MySQL Bugs: #25917: MySQL master won't update mysql-bin.index.

Bug #25917	MySQL master won't update mysql-bin.index.
Submitted:	29 Jan 2007 14:25	Modified:	13 Apr 2007 6:25
Reporter:	Jason Williams	Email Updates:
Status:	No Feedback	Impact on me:	None
Category:	MySQL Server: Replication	Severity:	S2 (Serious)
Version:	5.0.27-debug	OS:	Solaris (Solaris 10 (X64 & SPARC))
Assigned to:		CPU Architecture:	Any

Description:
I have a master that's been running since the 13th of January. Since
the same date I've had a slave running against it, without any errors
or serious lag. Suddenly, this morning replication broke with
duplicate entry errors. My master claimed to be on mysql-bin.000014
with a significant LOG_POS. The slave however, claimed to be back on
mysql-bin.000001. Trying to skip forward, the slave would skip forward
as far as mysql-bin.0000003, still having duplicate entry errors
(assumedly because it had already been this far). I then tried to set
it to something much further forward such as mysql-bin.000010 at which
it gave me this error:

070129 14:00:12 [ERROR] Error reading packet from server: Could not
find first log file name in binary log index file ( server_errno=1236)
070129 14:00:12 [ERROR] Got fatal error 1236: 'Could not find first
log file name in binary log index file' from master when reading data
from binary log

On the master, the file does in fact exist, and the permissions are
correct. However, I did note that the mysql-bin.index has not been
updated since mysql-bin.000001, and the time stamp on the .index file
is on the 14th of January. I tried to manually add the missing
entries, but to no avail, the slave still couldn't find them. Then I
restarted the slave, and still the same problem.

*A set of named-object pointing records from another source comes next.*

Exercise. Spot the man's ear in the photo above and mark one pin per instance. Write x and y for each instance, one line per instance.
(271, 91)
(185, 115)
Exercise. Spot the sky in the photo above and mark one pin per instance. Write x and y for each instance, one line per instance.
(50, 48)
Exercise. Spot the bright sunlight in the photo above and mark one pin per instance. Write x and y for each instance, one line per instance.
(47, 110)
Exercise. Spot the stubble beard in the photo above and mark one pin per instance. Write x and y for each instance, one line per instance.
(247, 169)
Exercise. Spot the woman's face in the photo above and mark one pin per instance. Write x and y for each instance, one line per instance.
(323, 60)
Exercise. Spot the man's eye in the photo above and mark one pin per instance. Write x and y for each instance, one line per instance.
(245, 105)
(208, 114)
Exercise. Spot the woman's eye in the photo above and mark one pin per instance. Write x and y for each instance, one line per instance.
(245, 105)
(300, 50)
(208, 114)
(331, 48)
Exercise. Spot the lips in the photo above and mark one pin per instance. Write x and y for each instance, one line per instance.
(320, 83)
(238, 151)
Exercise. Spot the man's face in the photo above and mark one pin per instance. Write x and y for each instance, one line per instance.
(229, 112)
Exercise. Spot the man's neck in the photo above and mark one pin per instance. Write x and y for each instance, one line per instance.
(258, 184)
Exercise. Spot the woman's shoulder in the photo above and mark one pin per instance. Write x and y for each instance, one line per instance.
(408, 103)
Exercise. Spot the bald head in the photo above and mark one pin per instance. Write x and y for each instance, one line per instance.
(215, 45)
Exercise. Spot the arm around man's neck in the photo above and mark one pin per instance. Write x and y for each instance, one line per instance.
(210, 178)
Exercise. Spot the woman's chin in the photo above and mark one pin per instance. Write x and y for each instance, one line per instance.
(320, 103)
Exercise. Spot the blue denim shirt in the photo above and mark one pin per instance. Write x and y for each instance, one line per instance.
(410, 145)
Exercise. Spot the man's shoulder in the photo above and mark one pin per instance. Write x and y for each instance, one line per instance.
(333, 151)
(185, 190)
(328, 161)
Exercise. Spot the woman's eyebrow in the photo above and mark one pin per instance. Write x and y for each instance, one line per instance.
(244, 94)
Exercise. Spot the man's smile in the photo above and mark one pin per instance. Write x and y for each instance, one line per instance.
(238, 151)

Its as if the slave was moving right along, and then suddenly decided
to forget where it was and go back to mysql-bin.000001.

BTW, the MySQL on both boxes is 5.0.27-debug on Solaris 10. The
binaries are the MySQL-built binaries. The master is a SunFire X4500 with 2x dual-core Opteron 2.6GHz CPUs and 16GB of RAM. The slave is a SunFire T2000 with a UltraSPARC T1 chip and 8GB of RAM.

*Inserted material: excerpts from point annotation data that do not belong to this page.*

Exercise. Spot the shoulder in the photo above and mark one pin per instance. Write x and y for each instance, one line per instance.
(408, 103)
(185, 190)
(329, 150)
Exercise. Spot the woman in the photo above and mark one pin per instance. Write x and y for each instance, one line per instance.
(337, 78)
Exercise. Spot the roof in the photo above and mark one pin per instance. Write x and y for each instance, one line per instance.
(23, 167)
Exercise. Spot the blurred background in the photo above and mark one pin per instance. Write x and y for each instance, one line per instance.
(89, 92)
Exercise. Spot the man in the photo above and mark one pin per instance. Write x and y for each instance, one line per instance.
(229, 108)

The master .err log shows no errors at all. Also, the only major change in behavior recently, is that on the 22nd we started running FLUSH LOGS twice a day on the master. This was to change our backup procedure.

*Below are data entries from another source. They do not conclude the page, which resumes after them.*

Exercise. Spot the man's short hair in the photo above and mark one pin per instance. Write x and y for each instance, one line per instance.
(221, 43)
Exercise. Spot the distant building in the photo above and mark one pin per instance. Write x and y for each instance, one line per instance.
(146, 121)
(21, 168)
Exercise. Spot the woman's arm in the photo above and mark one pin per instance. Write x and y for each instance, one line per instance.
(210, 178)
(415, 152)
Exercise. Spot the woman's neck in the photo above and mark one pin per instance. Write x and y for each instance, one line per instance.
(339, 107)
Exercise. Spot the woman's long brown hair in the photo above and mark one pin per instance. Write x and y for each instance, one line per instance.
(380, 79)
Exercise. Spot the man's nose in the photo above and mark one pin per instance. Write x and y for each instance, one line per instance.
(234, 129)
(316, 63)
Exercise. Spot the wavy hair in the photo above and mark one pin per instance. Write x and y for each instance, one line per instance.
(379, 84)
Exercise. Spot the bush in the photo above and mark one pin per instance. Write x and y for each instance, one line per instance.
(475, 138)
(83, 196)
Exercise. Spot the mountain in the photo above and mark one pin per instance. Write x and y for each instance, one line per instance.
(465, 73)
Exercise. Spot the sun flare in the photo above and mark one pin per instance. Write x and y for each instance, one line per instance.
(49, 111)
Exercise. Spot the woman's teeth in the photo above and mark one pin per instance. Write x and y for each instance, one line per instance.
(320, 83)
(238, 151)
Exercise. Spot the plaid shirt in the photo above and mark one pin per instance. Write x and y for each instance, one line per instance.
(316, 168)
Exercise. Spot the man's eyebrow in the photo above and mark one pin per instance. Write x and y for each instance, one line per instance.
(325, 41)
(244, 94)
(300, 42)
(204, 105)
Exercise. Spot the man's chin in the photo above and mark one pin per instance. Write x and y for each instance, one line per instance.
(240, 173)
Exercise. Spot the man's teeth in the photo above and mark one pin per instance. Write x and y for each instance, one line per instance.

To pull a backup we run on the master:

SET AUTOCOMMIT=0;
FLUSH TABLES WITH READ LOCK;
FLUSH LOGS; <---Added command.
<run filesystem snapshot of DB and log volumes>
COMMIT;
UNLOCK TABLES;

How to repeat:
Not clear. Restarting the slave does not clear the issue. Not able to repeat, because not able to clear condition.

Tried to CHANGE MASTER back to "mysql-bin.000001", and now the slave is reporting it can't find that log either (same 1236 error). Master report no problems to its own error log.

Doing a RESET SLAVE, followed by CHANGE MASTER with MASTER_LOG_FILE specified to mysql-bin.000001 cause same 1236 error. 

However, doing a RESET SLAVE, followed by CHANGE MASTER without MASTER_LOG_FILE specified, causes slave to start replication at mysql-bin.000001. This causes slave to break replication because of duplicate entry errors. Using SET GLOBAL SQL_SLAVE_SKIP_COUNTER=1000000000; to skip forward seems to move through logs files. Seeing how far this can go.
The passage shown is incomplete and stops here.